Разболтанный «Фордик», который Роумэн взял в посольстве (уехал экономический советник, автомобиль стоял безнадзорный около его дома со спущенным передним скатом), заводился с трудом, мотор, содрогаясь, ноюще стонал, словно страдал хроническим запором. Роумэн с тревогой смотрел на приборный щиток: стрелки давления масла в двигателе то и дело зашкаливало. Как можно успевать по делам, связанным с экономическими вопросами, на таком драндулете?! Ну и советник, ну и работничек, а в неудачах, конечно, винит красных; на себя бы оборотился, в таком «Форде» только на похороны ездить, а не дела вертеть.
— За вами смотрят, — услышал он тихий голос, — оторвитесь и поезжайте на индейский рынок, я там вас найду...
Роумэн не сразу поднял голову от щитка, узнав голос Брунна, почувствовал, как ухнуло сердце, словно пришел на свидание к женщине.
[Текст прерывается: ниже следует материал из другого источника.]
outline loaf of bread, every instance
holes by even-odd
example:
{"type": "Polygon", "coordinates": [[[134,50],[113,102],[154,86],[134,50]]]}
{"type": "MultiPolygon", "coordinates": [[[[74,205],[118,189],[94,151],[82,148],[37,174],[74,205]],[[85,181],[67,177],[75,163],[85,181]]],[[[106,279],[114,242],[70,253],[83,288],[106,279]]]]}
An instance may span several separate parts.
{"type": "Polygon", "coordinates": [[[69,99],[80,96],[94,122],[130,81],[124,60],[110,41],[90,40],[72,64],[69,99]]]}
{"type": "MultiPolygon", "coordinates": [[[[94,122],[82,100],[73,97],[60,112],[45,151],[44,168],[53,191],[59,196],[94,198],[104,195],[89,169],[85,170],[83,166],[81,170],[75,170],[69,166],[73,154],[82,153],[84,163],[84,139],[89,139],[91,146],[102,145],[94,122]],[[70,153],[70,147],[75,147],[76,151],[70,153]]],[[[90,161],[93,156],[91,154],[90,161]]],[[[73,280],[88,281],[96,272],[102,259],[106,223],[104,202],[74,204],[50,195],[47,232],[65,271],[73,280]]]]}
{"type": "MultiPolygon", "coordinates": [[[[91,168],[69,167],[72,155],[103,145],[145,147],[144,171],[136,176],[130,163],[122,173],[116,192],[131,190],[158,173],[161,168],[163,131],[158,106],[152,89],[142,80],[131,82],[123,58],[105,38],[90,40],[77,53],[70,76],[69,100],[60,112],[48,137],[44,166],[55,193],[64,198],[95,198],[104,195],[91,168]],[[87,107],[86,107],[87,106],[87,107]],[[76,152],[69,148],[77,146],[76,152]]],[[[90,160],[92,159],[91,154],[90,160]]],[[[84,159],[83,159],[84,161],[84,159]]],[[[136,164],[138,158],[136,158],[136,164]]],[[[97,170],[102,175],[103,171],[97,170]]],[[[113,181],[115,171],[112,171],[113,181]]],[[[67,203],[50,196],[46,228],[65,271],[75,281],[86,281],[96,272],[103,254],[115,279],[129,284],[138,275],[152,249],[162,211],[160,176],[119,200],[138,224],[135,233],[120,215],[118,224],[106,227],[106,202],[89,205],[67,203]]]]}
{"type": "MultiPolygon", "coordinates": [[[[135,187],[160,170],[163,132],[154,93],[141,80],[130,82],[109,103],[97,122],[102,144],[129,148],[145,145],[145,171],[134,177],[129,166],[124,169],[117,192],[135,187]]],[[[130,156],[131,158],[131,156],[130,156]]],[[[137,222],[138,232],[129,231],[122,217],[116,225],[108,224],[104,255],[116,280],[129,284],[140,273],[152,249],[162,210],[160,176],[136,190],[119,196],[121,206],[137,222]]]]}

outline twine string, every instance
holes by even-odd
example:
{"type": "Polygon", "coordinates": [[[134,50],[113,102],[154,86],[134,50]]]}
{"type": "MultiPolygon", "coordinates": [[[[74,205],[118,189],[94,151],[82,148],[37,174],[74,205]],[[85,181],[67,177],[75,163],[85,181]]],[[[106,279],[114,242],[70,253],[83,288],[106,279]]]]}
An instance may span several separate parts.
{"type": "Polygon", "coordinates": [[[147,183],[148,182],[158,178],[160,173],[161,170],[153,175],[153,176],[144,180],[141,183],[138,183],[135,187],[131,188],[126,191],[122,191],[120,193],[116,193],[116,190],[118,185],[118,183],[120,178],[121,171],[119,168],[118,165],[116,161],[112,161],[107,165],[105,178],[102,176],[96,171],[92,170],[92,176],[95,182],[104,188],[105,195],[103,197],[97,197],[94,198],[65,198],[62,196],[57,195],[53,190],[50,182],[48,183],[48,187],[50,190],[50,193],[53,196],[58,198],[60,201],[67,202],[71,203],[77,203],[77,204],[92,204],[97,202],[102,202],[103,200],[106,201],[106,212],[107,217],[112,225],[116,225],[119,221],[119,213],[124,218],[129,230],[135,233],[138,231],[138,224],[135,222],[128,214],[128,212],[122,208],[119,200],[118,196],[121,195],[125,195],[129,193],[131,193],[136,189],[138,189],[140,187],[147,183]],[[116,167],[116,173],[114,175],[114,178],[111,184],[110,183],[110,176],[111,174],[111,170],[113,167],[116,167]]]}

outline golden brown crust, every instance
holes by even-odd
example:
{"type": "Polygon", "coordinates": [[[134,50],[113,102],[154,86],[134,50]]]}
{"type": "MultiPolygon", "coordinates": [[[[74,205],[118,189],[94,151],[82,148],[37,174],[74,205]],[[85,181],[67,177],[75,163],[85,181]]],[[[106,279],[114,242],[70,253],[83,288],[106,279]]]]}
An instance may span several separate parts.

Отсчитав про себя «семь» (красивая цифра — при лебединой грации в ней еще сокрыта некая особая надежность), посмотрел на улицу: сумасшествие какое-то, никого нет. А почему он должен был идти вперед? Удивился своей заторможенности, перевел взгляд на зеркальце: изящно одетый мужчина в легком сером костюме неторопливо шел через дорогу, обогнув машину, — Штирлиц.
«Кто за мной смотрит, — недоумевал Роумэн. — Не может этого быть. Если даже и смотрят, то за ним, поскольку в самолете с ним случилось нечто серьезное; да, но он сказал, что смотрят за мной, — странно».
Мотор, наконец, схватил. Роумэн нажал на акселератор, тронув «Форд» так, что заскрипели покрышки и образовалось легкое голубоватое облачко, повисшее за машиной; оно висело в воздухе, словно грозовые облака в небе, пока Роумэн не завернул за угол. « Хвоста» не было.
Он притормозил машину. «Ну, давайте, мальчики, — подумал Роумэн, — я подожду вас, пристраивайтесь». Улица была по-прежнему пустынной, лишь проехали два красиво расписанных экипажа. «Типично испанский стиль, девять тысяч миль от Севильи, а поди ж ты, что значит конкистадорство».
Если за мной смотрят, «хвост» должен быть непременно, они же не знают ни того человека, с кем я должен встретиться, ни того места, где назначен контакт. Хорошо, а если они знают и Брунна, и то место, где мы увидимся? Они подхватят нас там. Но от кого они могут узнать место встречи? От Брунна?»
Асунсьон был мало похож на столицу, разве что самый центр, несущий в себе неистребимые следы испанского стиля: громадное здание почты, столь же помпезный, с громадными колоннами парламент, несколько домов, построенных в конце тридцатых годов, — вот и все. Остальной город — особняки, утопающие в зелени за высокими металлическими заборами, и лачуги индейцев — этих куда больше. А уж окраины сплошь состояли из развалюг, сколоченных из листов старой фанеры, картона и тоненьких щепочек; ни водопровода, ни электричества; смрад, мухи, голые детишки, играющие в пыли; коленные чашечки распухли, ручонки тоненькие — рахит.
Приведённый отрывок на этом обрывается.